Pope's apology 'vague,' lacks accountability, say Mi'kmaw chiefs on P.E.I.

·2 min read
Pope Francis delivered his long-awaited apology to residential school survivors on Monday during a visit to Canada. (Nathan Denette/The Canadian Press - image credit)
Pope Francis delivered his long-awaited apology to residential school survivors on Monday during a visit to Canada. (Nathan Denette/The Canadian Press - image credit)

The Pope's apology to residential school survivors this week came up short, Mi'kmaw chiefs on P.E.I. say.

Roddy Gould Jr., chief of Abegweit First Nation in Scotchfort, said Pope Francis's words were too vague and seemed unconnected to the hurt and trauma caused by the residential school system.

"You can't dance around the, you know, bypass the truth and go right to reconciliation or say, oh, forget about the past and let's move forward," he said.

"I think that the truth has to be spoken first. It has to be recorded.

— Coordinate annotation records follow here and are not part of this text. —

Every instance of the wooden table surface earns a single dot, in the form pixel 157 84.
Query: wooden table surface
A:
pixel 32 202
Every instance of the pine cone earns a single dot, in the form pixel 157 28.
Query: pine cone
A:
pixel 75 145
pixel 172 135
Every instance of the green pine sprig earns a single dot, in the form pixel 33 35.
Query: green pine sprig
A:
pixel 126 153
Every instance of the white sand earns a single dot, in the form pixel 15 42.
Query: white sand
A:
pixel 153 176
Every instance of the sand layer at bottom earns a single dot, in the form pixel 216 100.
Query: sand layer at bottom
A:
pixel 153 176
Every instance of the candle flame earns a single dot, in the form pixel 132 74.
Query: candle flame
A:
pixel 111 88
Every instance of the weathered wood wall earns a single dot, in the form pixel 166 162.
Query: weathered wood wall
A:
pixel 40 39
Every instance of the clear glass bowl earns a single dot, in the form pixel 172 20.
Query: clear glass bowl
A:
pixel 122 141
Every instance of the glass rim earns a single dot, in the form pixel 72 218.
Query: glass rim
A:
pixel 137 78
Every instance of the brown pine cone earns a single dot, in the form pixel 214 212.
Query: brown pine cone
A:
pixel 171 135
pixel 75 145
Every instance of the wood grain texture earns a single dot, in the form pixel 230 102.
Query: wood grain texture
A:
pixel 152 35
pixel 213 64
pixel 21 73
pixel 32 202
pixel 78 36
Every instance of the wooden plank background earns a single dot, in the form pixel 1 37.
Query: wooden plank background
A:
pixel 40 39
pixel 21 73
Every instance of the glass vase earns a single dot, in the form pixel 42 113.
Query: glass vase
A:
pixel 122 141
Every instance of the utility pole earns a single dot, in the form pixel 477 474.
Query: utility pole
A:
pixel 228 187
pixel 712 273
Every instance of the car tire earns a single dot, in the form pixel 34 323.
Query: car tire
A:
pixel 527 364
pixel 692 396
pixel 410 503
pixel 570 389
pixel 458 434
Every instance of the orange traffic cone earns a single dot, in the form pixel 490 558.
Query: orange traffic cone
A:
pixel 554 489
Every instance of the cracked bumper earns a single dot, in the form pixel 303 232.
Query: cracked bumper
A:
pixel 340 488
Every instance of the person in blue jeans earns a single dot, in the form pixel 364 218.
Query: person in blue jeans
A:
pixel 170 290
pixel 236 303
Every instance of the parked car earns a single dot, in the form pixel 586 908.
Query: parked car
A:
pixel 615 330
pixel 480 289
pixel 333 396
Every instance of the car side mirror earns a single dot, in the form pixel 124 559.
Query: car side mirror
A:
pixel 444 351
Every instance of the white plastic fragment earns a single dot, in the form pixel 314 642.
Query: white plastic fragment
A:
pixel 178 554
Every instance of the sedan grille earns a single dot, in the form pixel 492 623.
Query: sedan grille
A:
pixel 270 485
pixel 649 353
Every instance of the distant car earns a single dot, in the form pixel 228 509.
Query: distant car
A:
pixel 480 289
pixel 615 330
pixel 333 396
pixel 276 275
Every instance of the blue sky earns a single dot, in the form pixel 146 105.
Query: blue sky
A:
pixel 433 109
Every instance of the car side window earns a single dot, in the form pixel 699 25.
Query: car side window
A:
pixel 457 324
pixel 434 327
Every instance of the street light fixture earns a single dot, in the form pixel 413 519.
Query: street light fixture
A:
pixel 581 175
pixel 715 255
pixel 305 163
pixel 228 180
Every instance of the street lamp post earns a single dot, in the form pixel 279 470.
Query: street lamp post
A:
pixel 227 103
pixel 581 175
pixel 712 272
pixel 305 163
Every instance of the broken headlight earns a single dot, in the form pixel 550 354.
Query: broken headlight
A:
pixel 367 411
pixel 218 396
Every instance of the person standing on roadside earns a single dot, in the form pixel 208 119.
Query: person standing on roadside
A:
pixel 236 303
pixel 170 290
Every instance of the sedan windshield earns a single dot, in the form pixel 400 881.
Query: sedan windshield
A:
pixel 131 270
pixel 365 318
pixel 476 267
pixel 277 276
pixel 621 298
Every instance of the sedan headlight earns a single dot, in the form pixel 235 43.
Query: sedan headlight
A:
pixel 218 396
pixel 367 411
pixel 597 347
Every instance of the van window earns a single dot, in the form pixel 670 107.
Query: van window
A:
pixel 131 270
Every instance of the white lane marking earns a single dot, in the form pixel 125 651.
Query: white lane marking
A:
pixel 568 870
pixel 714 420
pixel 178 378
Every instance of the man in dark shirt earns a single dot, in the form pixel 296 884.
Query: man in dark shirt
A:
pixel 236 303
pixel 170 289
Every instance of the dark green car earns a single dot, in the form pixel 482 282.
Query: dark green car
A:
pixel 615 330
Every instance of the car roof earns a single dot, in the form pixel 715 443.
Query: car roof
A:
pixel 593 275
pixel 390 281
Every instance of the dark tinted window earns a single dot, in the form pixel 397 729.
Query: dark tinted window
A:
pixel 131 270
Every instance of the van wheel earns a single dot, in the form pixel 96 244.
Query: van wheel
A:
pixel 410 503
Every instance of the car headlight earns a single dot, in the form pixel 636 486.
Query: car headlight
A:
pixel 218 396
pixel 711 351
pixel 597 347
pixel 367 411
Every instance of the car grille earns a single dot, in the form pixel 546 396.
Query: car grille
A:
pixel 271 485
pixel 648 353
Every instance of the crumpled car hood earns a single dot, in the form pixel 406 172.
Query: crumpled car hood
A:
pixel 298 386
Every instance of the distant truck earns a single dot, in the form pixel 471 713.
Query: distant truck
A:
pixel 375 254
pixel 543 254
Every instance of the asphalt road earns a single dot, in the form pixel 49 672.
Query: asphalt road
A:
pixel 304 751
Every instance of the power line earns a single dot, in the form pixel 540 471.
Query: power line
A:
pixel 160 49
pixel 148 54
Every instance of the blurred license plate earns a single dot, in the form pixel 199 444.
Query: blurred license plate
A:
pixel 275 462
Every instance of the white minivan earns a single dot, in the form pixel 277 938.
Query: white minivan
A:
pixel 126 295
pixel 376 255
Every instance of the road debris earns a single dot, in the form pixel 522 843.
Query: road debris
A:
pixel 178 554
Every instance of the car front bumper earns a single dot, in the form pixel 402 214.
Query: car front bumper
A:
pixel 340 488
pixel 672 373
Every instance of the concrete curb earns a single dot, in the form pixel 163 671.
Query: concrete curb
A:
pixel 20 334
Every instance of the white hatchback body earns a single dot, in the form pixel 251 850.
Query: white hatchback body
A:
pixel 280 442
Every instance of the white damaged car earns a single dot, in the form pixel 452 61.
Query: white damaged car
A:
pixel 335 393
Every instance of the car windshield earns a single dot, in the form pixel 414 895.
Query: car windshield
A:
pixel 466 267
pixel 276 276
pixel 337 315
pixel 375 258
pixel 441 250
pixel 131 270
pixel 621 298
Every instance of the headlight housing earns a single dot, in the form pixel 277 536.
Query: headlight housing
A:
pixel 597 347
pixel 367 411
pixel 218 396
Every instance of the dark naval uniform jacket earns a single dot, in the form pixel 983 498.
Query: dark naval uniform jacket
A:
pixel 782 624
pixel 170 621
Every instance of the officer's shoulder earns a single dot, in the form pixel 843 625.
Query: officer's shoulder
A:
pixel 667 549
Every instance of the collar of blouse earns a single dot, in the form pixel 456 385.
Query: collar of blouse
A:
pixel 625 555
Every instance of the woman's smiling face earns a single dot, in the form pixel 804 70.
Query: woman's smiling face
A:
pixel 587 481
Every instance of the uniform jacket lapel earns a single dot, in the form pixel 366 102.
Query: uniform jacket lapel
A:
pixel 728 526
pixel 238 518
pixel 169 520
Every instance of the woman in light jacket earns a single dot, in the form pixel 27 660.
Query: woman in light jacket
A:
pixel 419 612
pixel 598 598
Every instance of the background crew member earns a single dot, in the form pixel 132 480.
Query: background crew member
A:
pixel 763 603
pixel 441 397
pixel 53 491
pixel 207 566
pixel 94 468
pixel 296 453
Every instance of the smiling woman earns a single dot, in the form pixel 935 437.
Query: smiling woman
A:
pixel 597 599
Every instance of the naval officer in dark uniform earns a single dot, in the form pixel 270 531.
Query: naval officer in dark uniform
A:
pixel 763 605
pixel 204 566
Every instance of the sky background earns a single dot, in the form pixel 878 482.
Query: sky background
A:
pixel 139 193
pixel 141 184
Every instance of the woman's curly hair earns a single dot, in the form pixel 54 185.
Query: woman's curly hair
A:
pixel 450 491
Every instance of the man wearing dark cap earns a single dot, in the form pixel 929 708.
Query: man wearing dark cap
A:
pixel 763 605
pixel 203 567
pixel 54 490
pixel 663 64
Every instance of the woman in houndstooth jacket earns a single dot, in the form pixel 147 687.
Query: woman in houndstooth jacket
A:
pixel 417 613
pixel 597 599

And the actions of the people involved with the truth will be held accountable, whether it be the court of law or judged by the creator."

Jane Robertson/CBC
Jane Robertson/CBC

Darlene Bernard, chief of Lennox Island First Nation, said she hopes the apology was helpful to members of the community, but realizes many were expecting more.

"If the apology comforted you and gave you what you needed to continue your journey, then I'm happy for that. Like, I smile and I'm grateful for that. For those people that it's helped. But also, like, I still think that we have to acknowledge, though, that some people didn't get what they needed from that."

There needs to be a decolonization of the church. — Lennox Island Chief Darlene Bernard

Bernard wants to see more action from the church as a true partner in reconciliation.

"The church needs to give back. They need to give back the records that they have there. They need to give back stolen artifacts that they have there. And they need to give back the lands. There needs to be a decolonization of the church."

Gould said the apology sounded like the Pope was speaking more to his own followers than to residential school survivors.

"The Catholic Church has accommodated, made changes and things in its own church service to accommodate and keep its clientele. And that's what I saw. I saw the largest political organization in the world make a vague, very articulated statement, not out of accountability, but to appease its base."